É óbvio que o problema não está no terrorismo. Até o fim do século XX, os EUA atingiram o auge de seu sucesso socioeconômico e de seu poder global. Os “despreocupantes” anos 90, em que a origem das manchas no vestido azul de Monica Lewinsky preocupou mais os norte-americanos do que a guerra da Iugoslávia ou os atentados contra as embaixadas no Quênia e na Tanzânia, deram lugar à década assustadora de 2000. A indefinição cada vez maior coincidiu com o aumento de fenômenos cada vez mais preocupantes na economia. A necessidade de pagar, no sentido literal e figurado, as contas acumuladas desde a época de Reagan levou à crise de 2008/2009 que, aparentemente, foi apenas um prenúncio da quebra iminente do paradigma de desenvolvimento.

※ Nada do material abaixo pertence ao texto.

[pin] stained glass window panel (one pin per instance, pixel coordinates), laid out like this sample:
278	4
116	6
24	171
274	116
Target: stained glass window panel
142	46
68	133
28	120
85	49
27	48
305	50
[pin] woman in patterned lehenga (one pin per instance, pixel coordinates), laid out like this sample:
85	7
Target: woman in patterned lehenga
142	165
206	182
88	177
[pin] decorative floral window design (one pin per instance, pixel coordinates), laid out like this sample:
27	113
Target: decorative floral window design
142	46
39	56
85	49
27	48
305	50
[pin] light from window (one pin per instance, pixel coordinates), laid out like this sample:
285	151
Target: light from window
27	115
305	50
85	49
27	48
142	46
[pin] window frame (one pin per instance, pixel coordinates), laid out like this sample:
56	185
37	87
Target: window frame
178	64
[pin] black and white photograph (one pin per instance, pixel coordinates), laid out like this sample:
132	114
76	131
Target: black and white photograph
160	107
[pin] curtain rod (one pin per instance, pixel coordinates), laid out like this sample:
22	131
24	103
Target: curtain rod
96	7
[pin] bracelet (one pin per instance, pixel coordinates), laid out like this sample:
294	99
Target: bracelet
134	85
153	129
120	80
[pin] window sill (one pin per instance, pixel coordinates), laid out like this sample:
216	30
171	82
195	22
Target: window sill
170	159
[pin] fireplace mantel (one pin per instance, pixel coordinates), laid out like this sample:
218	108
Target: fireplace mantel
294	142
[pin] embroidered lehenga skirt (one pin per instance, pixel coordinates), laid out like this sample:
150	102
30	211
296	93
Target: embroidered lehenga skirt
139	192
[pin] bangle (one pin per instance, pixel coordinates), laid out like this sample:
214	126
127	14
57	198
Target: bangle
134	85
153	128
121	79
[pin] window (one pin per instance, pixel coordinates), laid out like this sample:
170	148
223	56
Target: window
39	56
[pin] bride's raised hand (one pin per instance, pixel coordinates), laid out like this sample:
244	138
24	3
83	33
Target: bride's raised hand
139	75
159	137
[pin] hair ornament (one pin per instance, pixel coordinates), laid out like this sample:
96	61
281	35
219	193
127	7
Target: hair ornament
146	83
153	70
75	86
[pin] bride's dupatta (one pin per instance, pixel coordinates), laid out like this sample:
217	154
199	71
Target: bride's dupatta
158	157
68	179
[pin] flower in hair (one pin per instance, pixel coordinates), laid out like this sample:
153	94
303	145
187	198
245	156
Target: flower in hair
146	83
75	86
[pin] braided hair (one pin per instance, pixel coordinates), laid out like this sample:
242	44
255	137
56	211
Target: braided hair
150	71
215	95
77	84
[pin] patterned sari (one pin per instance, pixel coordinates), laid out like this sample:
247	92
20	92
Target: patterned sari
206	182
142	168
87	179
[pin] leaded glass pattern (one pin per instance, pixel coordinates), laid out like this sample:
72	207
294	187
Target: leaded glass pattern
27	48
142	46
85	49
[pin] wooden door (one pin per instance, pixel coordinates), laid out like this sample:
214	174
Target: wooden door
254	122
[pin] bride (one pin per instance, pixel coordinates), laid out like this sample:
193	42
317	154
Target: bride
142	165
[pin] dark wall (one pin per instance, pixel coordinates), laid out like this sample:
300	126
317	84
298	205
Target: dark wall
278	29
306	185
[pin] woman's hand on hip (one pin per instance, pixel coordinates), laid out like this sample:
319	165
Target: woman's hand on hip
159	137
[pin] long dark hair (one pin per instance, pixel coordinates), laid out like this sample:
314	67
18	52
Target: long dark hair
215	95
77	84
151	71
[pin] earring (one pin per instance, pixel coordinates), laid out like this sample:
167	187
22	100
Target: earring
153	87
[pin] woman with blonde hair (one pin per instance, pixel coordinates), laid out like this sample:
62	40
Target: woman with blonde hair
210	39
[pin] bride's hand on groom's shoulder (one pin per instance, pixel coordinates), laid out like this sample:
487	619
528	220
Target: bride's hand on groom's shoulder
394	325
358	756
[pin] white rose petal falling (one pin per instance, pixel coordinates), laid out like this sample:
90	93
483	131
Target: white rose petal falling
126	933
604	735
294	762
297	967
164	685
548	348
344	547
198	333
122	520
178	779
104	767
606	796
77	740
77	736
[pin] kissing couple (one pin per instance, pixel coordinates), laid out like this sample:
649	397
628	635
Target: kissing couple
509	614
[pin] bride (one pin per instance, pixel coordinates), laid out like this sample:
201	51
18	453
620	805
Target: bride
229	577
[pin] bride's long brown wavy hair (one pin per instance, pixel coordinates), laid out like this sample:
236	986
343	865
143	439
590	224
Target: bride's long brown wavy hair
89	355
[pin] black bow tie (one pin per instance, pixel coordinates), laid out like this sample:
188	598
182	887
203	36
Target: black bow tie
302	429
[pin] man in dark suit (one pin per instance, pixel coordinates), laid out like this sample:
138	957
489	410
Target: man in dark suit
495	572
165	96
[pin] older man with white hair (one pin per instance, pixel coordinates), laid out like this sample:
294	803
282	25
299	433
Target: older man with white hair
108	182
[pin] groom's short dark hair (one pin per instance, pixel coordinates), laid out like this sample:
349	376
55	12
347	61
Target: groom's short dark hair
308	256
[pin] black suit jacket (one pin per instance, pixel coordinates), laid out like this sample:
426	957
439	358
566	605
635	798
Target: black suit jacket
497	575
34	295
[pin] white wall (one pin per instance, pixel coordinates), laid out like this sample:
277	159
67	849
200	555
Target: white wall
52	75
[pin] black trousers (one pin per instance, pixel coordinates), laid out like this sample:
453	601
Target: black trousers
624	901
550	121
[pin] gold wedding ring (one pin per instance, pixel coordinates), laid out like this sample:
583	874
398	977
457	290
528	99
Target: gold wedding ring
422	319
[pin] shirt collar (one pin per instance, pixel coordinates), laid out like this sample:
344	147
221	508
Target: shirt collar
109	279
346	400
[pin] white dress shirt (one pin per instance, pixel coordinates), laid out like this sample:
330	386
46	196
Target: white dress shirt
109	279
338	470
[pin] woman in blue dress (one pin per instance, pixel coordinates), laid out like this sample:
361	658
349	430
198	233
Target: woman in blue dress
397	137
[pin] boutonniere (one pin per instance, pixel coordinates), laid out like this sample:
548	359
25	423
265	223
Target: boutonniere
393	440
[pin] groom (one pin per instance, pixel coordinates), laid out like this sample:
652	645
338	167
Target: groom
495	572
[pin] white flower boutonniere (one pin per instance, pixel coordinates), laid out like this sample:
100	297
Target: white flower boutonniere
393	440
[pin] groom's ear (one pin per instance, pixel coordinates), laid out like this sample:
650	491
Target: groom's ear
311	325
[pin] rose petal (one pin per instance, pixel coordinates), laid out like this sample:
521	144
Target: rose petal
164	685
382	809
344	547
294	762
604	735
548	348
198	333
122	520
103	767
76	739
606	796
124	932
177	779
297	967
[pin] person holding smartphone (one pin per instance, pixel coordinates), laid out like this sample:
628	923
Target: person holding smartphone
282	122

Verificou-se, porém, que o principal inimigo dos EUA não é externo e tem origem no modo de vida e nos padrões de consumo americanos (e como consequência, internacionais). Não foi à toa que a popularidade de Obama após a morte de Bin Laden se manteve em alta apenas um par de semanas: os eleitores norte-americanos estão novamente preocupados com os problemas do desemprego, baixo crescimento econômico e o rumo seguido pela administração americana.

O terrorismo internacional não foi a causa, mas sim uma consequência do desequilíbrio global que acompanhou a desagregação da ordem internacional conhecida. Nenhum facínora feroz semelhante a Osama bin Laden poderá prejudicar mais a estabilidade internacional do que um par de decisões erradas do presidente dos EUA, do chanceler alemão ou dos presidentes da Reserva Federal e do Banco Central Europeu.

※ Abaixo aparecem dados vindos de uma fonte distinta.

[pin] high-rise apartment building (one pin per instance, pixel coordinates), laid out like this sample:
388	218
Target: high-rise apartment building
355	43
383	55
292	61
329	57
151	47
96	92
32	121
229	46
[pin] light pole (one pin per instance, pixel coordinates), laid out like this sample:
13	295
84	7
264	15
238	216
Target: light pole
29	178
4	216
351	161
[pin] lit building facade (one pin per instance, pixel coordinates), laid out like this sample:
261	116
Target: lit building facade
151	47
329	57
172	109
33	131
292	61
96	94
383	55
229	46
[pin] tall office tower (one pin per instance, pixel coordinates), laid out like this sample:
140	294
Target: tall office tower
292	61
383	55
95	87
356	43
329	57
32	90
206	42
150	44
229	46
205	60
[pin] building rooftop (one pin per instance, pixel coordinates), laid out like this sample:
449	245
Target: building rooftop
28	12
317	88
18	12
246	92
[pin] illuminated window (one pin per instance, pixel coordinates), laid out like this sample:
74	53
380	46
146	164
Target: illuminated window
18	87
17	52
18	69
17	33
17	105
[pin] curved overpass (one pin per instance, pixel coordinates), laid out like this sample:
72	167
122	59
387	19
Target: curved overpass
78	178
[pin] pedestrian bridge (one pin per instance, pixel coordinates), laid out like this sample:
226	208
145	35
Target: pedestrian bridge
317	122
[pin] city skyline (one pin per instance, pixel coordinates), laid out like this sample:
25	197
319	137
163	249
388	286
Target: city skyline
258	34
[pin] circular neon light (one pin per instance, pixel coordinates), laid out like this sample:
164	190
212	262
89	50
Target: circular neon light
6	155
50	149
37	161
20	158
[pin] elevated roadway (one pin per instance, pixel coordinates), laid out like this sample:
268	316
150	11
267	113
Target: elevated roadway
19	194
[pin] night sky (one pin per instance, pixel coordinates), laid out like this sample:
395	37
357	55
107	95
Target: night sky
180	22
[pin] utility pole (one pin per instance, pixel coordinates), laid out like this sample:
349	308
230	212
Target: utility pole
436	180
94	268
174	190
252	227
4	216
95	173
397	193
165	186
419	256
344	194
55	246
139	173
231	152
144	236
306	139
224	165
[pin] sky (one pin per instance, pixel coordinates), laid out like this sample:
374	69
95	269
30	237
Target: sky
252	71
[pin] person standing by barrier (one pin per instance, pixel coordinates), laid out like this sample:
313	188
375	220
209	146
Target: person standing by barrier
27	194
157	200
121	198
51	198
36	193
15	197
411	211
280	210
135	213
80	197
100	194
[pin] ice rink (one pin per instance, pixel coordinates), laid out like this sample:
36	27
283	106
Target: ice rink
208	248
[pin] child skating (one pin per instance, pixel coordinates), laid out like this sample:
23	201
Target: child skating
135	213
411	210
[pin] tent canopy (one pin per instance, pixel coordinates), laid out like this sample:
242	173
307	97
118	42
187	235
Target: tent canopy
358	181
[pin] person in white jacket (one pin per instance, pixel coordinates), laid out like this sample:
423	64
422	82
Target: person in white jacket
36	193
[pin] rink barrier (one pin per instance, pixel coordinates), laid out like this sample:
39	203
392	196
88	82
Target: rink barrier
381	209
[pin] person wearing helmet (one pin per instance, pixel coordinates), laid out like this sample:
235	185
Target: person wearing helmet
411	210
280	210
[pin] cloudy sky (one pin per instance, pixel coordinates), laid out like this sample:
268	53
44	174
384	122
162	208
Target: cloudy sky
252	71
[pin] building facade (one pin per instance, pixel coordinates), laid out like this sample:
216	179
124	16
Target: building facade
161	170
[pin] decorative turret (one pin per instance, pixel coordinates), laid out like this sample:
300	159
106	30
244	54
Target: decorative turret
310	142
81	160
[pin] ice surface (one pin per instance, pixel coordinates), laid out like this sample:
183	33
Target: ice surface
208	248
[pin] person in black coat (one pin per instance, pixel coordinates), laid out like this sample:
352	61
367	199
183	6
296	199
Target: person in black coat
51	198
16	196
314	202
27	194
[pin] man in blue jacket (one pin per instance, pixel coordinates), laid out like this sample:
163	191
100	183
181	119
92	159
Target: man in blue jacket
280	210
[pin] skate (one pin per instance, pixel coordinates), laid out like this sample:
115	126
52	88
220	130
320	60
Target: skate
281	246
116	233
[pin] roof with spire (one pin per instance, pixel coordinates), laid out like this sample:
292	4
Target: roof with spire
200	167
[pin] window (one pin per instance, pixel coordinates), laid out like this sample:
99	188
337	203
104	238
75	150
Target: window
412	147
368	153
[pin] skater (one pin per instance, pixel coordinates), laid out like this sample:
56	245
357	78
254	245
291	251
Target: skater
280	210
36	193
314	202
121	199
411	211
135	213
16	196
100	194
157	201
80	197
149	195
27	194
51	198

O século passado, com suas paixões e predileções, terminou em 11 de setembro de 2001, quando se manifestou uma força gerada em consequência do esgotamento da agenda internacional anterior. As afirmações, muito em voga na Rússia, de que Osama bin Laden teria sido uma criatura da CIA não explicam nada. As ações do líder da Al-Qaeda não foram uma lição aprendida com os instrutores da CIA na época de luta contra o comunismo. Elas foram determinadas pela lógica do século XXI, na qual o equilíbrio global se desloca do Ocidente para o Oriente e que é caracterizada por formas políticas mais arcaicas do que as ideologias do século XX e pelas ambições nacionalistas e o ressurgimento religioso.

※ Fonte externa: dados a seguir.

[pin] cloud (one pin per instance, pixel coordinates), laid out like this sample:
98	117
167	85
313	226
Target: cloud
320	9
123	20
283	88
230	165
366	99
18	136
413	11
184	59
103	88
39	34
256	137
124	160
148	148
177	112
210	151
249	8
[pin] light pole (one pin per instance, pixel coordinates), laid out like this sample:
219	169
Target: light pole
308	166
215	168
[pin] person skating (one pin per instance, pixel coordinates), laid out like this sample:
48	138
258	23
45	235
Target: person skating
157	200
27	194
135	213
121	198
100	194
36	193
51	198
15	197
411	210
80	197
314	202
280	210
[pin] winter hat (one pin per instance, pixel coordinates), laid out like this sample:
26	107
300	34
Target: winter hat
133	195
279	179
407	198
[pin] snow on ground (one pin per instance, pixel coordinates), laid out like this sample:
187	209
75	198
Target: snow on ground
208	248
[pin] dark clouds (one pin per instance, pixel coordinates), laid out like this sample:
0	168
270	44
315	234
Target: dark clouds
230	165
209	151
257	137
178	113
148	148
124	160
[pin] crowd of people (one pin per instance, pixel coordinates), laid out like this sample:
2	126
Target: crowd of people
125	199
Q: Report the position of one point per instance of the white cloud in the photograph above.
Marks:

O próprio Bin Laden e a estrutura por ele criada se tornarão elementos periféricos do cenário histórico muito mais rápido do que se pensava em setembro de 2001. Mas sua pretensão de derrubar o Ocidente do pedestal de dominação mundial será defendida por outros meios e por outras pessoas, que nem sempre se darão conta disso. 

Fiodor Lukianov é o redator-chefe da revista Russia in Global Affairs.